SS-Atlantis / AtlantisCmd

A command-line tool for doing various operations associated with managing runs of the Salish Sea Atlantis model. Based on https://github.com/SalishSeaCast/NEMO-Cmd/.
Apache License 2.0
0 stars 0 forks source link

Design Notes #1

Closed douglatornell closed 3 years ago

douglatornell commented 3 years ago

Design notes and discussion for a tool to manage runs of the Salish Sea Atlantis model.

The general idea is to create a new tool based on SalishSeaCast/NEMO-Cmd for running Atlantis. NEMO-Cmd is already the basis for tools for running various NEMO configurations (SalishSeaCast, GoMSS), WaveWatchIII, and FVCOM.
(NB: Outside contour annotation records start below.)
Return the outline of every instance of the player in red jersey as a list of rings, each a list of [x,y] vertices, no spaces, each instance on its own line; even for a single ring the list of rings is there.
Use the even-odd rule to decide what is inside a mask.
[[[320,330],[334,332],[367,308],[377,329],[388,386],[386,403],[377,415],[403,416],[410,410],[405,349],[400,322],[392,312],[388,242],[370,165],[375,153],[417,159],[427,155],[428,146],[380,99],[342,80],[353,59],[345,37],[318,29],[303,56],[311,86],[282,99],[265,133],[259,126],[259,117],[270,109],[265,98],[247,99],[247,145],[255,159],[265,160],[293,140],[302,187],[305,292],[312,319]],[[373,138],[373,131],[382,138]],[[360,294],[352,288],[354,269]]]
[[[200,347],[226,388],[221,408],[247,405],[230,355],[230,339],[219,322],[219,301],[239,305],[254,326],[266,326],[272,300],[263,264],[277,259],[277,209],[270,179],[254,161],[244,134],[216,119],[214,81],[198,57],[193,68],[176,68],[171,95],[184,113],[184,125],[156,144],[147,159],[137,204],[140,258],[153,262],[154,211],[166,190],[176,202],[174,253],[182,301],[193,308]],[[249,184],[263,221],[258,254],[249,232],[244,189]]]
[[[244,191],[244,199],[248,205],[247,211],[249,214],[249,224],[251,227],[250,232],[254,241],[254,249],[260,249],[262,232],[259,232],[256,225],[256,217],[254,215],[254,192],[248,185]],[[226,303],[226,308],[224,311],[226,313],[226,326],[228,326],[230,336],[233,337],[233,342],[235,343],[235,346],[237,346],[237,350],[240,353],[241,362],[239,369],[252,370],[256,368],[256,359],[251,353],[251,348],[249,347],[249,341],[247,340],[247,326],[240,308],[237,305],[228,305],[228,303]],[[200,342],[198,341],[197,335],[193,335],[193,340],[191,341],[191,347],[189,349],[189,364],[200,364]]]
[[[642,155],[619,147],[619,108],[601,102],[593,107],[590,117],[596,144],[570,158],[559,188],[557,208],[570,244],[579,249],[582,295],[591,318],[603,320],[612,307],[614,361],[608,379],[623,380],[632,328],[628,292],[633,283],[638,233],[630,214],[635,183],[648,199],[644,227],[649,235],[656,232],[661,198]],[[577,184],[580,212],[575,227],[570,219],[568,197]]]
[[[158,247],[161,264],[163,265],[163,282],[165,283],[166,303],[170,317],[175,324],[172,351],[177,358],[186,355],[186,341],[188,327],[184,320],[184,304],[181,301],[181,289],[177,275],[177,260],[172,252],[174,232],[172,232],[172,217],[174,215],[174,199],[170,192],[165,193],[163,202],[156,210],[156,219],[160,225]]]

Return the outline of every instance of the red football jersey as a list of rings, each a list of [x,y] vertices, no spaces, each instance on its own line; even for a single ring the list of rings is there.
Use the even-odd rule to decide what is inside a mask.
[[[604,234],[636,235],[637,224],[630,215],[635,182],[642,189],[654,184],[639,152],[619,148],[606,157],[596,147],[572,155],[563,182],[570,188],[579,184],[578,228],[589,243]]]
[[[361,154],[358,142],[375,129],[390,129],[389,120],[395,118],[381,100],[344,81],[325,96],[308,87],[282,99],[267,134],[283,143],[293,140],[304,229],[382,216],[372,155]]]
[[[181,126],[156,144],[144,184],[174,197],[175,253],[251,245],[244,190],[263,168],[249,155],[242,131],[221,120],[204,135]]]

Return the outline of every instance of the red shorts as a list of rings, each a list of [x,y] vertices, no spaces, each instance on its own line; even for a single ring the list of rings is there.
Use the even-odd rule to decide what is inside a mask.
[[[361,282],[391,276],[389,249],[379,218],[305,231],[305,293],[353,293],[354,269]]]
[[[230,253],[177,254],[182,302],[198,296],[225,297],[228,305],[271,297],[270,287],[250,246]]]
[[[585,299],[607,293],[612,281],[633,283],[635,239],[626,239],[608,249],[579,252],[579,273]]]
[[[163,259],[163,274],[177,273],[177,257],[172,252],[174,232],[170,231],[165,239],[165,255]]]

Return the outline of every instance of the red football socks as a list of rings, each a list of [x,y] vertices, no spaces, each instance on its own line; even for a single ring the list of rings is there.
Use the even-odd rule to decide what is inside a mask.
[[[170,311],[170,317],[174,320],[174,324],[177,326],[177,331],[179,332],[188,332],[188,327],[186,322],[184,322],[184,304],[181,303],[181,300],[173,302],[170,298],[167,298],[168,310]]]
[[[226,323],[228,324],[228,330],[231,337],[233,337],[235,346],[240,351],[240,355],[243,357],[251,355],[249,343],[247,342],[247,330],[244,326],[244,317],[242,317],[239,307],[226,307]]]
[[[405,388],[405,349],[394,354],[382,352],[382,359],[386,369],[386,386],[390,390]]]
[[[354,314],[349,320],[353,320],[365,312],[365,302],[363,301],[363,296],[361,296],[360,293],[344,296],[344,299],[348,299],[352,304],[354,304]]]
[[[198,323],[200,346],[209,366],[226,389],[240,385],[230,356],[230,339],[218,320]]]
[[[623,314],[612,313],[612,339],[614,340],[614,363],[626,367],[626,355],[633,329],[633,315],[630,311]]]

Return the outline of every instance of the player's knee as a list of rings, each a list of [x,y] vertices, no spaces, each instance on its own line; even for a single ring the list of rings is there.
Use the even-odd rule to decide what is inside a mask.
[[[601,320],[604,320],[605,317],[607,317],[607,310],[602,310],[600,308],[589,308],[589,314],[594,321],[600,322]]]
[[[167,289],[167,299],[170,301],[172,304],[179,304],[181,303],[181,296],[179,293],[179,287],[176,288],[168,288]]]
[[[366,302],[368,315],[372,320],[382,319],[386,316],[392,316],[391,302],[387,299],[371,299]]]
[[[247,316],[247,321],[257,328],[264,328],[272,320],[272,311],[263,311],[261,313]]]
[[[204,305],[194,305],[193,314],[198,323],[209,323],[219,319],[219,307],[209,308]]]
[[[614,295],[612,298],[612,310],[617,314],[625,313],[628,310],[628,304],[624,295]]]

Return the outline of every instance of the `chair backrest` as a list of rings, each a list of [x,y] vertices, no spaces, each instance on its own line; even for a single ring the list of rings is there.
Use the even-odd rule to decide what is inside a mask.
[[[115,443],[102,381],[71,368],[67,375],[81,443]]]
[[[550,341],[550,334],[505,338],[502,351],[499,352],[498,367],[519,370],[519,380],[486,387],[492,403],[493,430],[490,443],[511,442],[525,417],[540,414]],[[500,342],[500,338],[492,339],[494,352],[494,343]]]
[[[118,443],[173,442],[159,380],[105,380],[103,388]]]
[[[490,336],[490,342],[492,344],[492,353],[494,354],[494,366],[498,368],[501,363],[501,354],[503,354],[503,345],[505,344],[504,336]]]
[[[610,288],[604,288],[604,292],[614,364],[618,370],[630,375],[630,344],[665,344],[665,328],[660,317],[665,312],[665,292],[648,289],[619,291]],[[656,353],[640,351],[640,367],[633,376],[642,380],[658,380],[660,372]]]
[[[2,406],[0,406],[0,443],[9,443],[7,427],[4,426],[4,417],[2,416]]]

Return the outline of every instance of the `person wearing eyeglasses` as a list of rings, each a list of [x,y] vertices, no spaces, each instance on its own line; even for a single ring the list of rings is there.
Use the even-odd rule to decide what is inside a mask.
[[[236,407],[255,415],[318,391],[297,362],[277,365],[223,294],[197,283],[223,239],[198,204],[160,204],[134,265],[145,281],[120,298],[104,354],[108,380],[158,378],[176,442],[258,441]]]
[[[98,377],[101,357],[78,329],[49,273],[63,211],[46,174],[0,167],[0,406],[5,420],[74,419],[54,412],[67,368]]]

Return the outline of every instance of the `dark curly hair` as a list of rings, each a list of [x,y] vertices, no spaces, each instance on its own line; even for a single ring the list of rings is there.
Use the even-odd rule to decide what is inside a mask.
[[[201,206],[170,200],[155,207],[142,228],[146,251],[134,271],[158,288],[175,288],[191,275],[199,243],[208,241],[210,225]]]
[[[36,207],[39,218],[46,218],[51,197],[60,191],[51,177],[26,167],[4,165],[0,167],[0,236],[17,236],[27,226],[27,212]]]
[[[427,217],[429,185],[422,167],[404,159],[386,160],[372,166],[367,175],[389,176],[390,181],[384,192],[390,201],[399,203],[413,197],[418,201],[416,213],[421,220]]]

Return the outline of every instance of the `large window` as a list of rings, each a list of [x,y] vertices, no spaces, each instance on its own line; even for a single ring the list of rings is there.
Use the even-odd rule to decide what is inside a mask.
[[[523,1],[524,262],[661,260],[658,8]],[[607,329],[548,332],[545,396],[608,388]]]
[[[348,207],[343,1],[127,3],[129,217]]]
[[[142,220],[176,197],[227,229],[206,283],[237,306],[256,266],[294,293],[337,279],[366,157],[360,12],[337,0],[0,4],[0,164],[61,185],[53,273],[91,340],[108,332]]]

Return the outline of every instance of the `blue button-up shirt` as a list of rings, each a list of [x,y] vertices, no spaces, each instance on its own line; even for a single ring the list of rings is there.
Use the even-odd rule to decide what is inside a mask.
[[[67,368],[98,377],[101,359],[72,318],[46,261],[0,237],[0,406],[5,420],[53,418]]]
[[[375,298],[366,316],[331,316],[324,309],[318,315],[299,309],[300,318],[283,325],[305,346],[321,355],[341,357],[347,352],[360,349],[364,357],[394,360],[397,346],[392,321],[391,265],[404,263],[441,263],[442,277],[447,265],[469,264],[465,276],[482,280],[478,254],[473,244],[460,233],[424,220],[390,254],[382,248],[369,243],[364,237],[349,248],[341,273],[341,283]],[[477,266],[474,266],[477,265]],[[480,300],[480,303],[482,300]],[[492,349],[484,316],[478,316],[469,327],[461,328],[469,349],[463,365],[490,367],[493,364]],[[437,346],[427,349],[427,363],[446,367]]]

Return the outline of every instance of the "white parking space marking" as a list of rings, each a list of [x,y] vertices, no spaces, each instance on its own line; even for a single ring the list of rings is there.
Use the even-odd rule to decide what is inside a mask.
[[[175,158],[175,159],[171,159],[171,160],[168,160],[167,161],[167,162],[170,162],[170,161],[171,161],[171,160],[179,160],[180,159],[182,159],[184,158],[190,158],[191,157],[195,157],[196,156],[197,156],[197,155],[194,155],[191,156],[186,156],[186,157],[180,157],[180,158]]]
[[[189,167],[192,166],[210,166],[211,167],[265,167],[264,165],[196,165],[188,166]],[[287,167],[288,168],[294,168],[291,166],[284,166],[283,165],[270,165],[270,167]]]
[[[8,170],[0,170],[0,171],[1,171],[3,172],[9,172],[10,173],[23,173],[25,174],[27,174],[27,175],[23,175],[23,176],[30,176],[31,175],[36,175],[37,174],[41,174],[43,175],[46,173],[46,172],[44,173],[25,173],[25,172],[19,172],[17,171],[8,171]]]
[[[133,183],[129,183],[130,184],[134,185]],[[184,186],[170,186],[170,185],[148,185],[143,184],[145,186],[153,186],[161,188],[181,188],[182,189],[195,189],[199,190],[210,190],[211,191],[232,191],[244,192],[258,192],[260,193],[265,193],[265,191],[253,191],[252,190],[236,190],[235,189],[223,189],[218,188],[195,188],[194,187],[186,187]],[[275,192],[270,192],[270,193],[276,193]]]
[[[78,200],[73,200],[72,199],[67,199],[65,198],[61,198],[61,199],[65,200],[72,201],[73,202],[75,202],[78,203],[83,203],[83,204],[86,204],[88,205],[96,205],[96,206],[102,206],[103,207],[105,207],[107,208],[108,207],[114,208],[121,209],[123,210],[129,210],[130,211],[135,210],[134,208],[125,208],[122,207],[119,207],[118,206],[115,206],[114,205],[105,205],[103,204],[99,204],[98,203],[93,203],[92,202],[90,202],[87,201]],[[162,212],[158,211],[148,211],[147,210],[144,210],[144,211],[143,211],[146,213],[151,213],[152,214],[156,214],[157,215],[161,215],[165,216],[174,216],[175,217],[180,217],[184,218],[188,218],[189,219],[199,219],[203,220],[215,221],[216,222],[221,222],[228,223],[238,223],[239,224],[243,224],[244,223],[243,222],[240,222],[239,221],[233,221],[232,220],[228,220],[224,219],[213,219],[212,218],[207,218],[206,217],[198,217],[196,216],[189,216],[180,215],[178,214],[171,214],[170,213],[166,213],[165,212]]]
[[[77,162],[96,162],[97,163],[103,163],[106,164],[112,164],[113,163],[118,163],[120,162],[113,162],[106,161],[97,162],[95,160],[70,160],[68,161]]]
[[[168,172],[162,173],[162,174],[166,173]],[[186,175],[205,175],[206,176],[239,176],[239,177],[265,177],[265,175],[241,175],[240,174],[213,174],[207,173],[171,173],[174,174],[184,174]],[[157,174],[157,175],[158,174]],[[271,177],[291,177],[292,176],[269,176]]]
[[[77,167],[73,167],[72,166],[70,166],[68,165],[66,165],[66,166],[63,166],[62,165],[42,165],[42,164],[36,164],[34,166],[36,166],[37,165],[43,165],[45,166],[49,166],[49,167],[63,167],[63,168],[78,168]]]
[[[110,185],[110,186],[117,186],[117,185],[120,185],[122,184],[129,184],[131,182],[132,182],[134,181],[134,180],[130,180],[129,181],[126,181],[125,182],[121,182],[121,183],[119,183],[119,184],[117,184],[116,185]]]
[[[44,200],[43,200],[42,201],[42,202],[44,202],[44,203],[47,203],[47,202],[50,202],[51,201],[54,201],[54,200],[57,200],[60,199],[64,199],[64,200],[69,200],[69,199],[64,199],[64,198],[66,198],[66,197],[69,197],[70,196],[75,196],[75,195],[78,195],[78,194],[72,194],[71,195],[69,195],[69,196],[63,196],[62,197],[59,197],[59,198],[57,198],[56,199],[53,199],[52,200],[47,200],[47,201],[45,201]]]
The goal is a command like: atlantis run run_description.yaml results_directory_path/ e.g. atlantis run 25yr.yaml /ocean/rlovindeer/MOAD/analysis-raisha/SSmodel_outputs/output-25yr/ That command will:

Other ideas:

douglatornell commented 3 years ago

@raishalovindeer I decided that I should write down what I have been thinking about on this in a way/place where we can discuss and reflect on it. If it turns out that you don't think this will add value to your workflow, it doesn't have to go any farther than discussion.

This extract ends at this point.